To investigate the performance of the models for detecting promoters in large pieces of genomic DNA, we ran the same model on the 33.4 Mb assembled sequence of human chromosome 22 (Dunham et al. 1999). Release 2.3 of the chromosome 22 annotation includes 618 distinct genes (excluding pseudogenes). Of this set, 284 have an annotated TSS based on experimentally determined mRNAs, a high proportion of which are expected to be full-length transcripts. At the time of this writing, we believe this to be the largest piece of sequence with such a high proportion of experimentally annotated transcripts, making it ideal for this kind of evaluation. It should be noted, however, that chromosome 22 is a particularly GC-rich chromosome, with a high gene density (Dunham et al. 1999), so results for this chromosome may not translate exactly into results over the whole genome. Similarly, there may be some bias in the subset of genes for which a transcript is annotated. Scanning both strands of this sequence, the Eponine model, with a threshold of 0.999, made 2086 predictions. For 152 of the annotated TSSs, at least one prediction fell within 2kb, giving a sensitivity of 54% (Fig. 2b). Moreover, for 96 of these at least one prediction fell within 100 bases. Lowering the threshold further gave very little increase in the sensitivity (results not shown).

When considering the specificity of Eponine, 2086 predictions over a 33.4 Mb region containing 618 genes might seem to imply a high false-positive rate. However, the predictions were not uniformly distributed, and clustering with a gap tolerance of 1 kb reduced them to 368 clusters (average of 5.6 predictions per cluster). Some of this clustering comes from predictions being made on both strands very close together. Although all of the training examples were presented in the forward orientation only, 47% of forward-strand predictions on chromosome 22 were accompanied by reverse-strand prediction within 100 bases (in the bulk of cases, the reverse-strand prediction was around 60 bases upstream of the forward-strand prediction). If one prediction from each pair is assumed to be a false positive, the number of predictions per cluster would drop to 4.4. Interestingly, other methods of promoter prediction have also resulted in poor strand specificity: in particular, PromoterInspector is reported to be entirely strand-independent. In the present work, the strandedness of predictions was ignored for all methods. The remainder of the clustering could perhaps be explained if Eponine is predicting alternative TSSs used in transcription; however, this needs to be confirmed experimentally.

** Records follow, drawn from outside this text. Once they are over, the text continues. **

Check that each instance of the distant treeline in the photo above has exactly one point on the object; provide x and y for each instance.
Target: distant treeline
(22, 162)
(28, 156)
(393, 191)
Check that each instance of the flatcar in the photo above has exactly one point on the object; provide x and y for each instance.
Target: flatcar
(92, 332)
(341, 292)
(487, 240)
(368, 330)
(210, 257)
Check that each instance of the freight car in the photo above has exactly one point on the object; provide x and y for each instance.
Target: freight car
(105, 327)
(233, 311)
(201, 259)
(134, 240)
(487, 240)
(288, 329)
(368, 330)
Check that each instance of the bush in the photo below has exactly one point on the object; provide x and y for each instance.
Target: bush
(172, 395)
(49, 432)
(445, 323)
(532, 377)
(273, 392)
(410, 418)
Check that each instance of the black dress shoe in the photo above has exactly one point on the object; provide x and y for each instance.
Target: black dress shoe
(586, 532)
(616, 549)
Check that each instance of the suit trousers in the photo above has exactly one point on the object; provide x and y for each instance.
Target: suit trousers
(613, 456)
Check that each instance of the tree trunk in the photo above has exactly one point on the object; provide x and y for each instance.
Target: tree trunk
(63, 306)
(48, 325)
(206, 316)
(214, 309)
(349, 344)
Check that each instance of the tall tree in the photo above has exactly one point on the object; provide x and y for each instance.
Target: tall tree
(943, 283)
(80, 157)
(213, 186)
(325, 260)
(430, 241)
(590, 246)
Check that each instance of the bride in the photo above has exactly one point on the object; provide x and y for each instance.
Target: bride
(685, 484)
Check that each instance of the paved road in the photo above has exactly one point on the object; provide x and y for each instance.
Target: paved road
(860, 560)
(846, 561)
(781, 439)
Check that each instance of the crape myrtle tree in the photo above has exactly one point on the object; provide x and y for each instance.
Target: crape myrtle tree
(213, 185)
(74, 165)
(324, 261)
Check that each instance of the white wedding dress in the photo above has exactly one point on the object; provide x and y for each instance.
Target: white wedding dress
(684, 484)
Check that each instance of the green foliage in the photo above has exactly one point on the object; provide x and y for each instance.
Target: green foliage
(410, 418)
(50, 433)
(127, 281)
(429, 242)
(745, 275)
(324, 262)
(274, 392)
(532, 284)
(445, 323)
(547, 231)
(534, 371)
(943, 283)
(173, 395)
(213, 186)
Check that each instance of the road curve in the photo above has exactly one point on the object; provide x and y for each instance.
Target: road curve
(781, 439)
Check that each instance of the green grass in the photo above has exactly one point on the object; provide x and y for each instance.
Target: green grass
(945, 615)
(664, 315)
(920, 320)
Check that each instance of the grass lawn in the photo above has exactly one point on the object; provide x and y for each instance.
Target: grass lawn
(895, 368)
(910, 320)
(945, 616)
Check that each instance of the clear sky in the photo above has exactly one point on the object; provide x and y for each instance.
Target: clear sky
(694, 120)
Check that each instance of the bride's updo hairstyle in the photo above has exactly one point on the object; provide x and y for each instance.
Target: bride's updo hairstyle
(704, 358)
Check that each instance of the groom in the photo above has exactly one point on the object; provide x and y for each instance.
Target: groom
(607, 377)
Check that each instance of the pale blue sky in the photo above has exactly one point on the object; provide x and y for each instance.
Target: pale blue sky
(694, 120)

Measuring the precise specificity of the method is difficult, because we have no information about the position of the TSS for the 334 known genes where there is no full-length mRNA. To estimate specificity, we built a ‘pseudochromosome,’ that is, a long piece of sequence containing the mRNA-annotated genes and the sequence upstream of them, but omitting all known genes without mRNA annotation and pseudogenes (Fig. 3). The result was a 16.4 Mb sequence containing 215 clusters (a total of 1284 individual predictions), giving a specificity of 73.5%. Table 1 shows a comparison of the performance of promoter-finding methods on the pseudochromosome. Three of these methods (Eponine, PromoterInspector, and CpG islands) appear to offer comparable levels of sensitivity. We compared the sets of chromosome 22 promoters detected by the three methods (Fig. 4), and observed that the sets overlap substantially. From a unified set of 199 promoters detected by at least one of the methods, 132 (66%) are detected by all three. Eighty-five promoters (30%) are not detected by any of the methods examined here. We have made efforts to train a separate model on just this subset of promoters; however, initial models are not very consistent, suggesting that this data set is currently too small.

Figure 3.

Figure 3

Construction of the pseudochromosome, selecting only those regions where a full mRNA (transcript) is annotated. In the case where an mRNA-annotated gene is followed by a coding-sequence-only gene in the same orientation, the sequence is cut at the midpoint between the two genes.

Table 1.

Comparison of Various Promoter- and TSS-Detection Methods on the Chromosome 22–Derived Pseudo Chromosome

Method Predictions True positives False positives Sensitivity (%) Selectivity (%)
Eponine 215 152 57 53.5 73.5
PromoterInspector 278 157 100 55.3 64.0
CpG 306 187 116 65.8 62.1
TATA-2.6 540 37 500 13.0 7.4
TATA-6.5 39869 283 37581 99.6 5.7

Figure 4.

Figure 4

Intersection of ‘correct’ predictions of promoters by Eponine, PromoterInspector and CpG islands of chromosome 22 mRNAs.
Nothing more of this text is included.